The frontotemporal dementias in a tertiary referral center: classification and demographic characteristics in a series of 232 cases.

BACKGROUND: Frontotemporal lobar degeneration (FTLD) comprises of behavioral variant frontotemporal dementia (bvFTD) and primary progressive aphasia (PPA) with its 3 main variants, namely nonfluent/agrammatic (naPPA), semantic (svPPA) and logopenic (lvPPA). Recently a clinical syndrome with predominant right temporal atrophy was recognized (rvFTD). FTLD often overlaps with parkinsonism plus syndromes such as corticobasal degeneration (CBD) and progressive supranuclear palsy (PSP), as well as with motor neuron disease (FTD-MND). While FTLD syndromes were thought to be rare and difficult to diagnose ante mortem, revised diagnostic criteria as well as recent studies highlighted the plausibility of accurate clinical diagnosis.

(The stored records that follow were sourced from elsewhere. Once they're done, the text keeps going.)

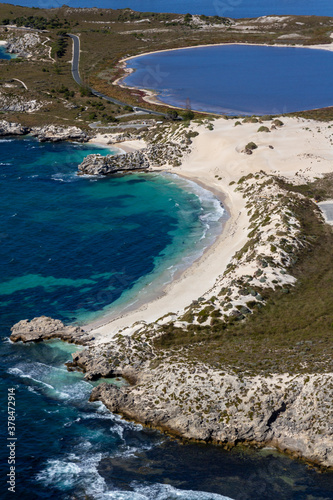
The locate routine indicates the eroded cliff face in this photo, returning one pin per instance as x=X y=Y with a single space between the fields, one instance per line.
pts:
x=50 y=133
x=187 y=397
x=45 y=328
x=195 y=401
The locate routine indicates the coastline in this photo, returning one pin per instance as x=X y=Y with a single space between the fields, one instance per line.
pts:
x=186 y=284
x=125 y=347
x=152 y=96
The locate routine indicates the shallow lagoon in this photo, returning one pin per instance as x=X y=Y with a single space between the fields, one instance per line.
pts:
x=68 y=246
x=238 y=79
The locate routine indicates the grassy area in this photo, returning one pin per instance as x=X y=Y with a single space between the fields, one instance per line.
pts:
x=292 y=333
x=109 y=35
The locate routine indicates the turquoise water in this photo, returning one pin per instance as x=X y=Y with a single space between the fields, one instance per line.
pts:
x=238 y=79
x=69 y=247
x=230 y=8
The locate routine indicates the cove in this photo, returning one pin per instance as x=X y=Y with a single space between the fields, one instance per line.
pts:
x=74 y=245
x=237 y=79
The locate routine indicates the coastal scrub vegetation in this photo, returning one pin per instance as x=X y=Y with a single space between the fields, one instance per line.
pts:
x=292 y=332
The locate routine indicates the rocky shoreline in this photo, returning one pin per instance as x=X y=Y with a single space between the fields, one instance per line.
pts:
x=48 y=133
x=196 y=400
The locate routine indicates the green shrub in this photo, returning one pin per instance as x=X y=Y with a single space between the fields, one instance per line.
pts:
x=263 y=129
x=251 y=146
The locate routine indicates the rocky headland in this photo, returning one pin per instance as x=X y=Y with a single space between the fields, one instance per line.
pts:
x=45 y=328
x=50 y=133
x=286 y=403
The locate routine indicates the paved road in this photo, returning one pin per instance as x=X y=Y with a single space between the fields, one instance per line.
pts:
x=76 y=76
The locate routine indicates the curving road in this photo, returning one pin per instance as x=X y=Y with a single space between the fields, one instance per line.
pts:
x=76 y=76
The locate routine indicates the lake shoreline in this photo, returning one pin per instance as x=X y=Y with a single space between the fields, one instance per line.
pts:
x=152 y=96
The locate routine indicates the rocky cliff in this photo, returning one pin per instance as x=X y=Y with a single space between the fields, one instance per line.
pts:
x=51 y=133
x=104 y=165
x=44 y=328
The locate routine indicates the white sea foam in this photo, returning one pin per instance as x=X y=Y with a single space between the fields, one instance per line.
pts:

METHODS: 232 FTLD patients were assessed from January 1, 2003 to December 31, 2010 in the Neurology Department of a tertiary referral center. Patients were classified as bvFTD, naPPA, svPPA, lvPPA, CBD/PSP and rvFTD and their demographic characteristics were analyzed.
RESULTS: From the 232 patients, 111 (47.8%) were diagnosed with bvFTD, 56 (24.1%) with naPPA, 21 (9.1%) with svPPA, 6 (2.6%) with lvPPA, 20 (8.6%) with CBD or PSP and 18 (7.8%) with rvFTD. 44% of the patients were under 65 years old at onset of symptoms, while only 4.3% reported family history of dementia. FTLD subgroups did not differ with respect to demographic characteristics, but early onset cases had higher educational level. DISCUSSION: FTLD represents a syndrome with different but clinically distinguishable phenotypes. Cultural, educational and socioeconomic status differences might regulate patients' access to medical care and therefore influence age of reported onset and prevalence of FTLD in clinical studies. High clinical alertness and sensitive neuropsychological tests could lead to timely clinical diagnosis in a common presenile type of dementia.